Cuando la vida no tiene mucho sentido, es lógico sentir un miedo atroz al fracaso y no saber realmente qué quieres. Entonces, ¿para qué intentar nada?, ¿para qué exponerse a fracasar? Mejor batirse en retirada existencial, recluido en un lugar donde no hay que hacer nada y, por tanto, no es posible fallar, donde no hay que mantener esa pesada fachada de éxito y triunfo para que otros me quieran, detrás de la cual nadie me ve (ni siquiera yo mismo).

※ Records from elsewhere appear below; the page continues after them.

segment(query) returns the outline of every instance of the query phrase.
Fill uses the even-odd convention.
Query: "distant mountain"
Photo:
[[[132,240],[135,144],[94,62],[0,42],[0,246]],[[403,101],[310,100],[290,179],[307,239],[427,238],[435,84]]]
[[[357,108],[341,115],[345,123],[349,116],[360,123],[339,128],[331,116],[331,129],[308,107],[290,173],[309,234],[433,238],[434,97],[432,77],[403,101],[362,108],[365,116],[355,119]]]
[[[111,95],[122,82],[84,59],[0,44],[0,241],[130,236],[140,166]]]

Pero no son simples víctimas, la vida no es sólo lo que nos toca vivir. A la famosa frase de Ortega y Gasset: “yo soy yo y mis circunstancias”, hay que añadir “y cómo yo me posicione ante ellas y decida encararlas”. Con frecuencia, la vida cómoda, en la que han tenido todo y permanecido sobreprotegidos más allá de la exigencia en cuanto a los logros, suele provocar que se batan en retirada, que prefieran esa vida no vivida (para mí, la más triste de las opciones) y que no se rebelen contra esa sensación. Su incapacidad para encarar el dolor explica en parte su miedo y su huida. En vez de expresar su dolor y pedir ayuda se instalan en la comodidad de un discurso indolente sobre sí mismos, lo que, aunado a la falta de sentido en la vida, hacen que sencillamente traten de llenar el vacío con cosas que no los hagan pensar para no ver su propio dolor.
¿Cómo ayudarlos?
Transmitiéndoles una preocupación genuina por ellos. Más allá de que estén fracasando, hacerles ver que su dolor nos conmueve y que su fracaso nos preocupa. Tomándoles la mano y estando a su lado.
Y si en vez del ser querido de uno de esos chicos, tú eres el chico, decirte a ti mismo que esto tú también lo puedes hacer contigo: en vez de huir, quedarte contigo en tu pena, acompañarte por duro que sea, porque a ti sí te importas más allá de tus logros.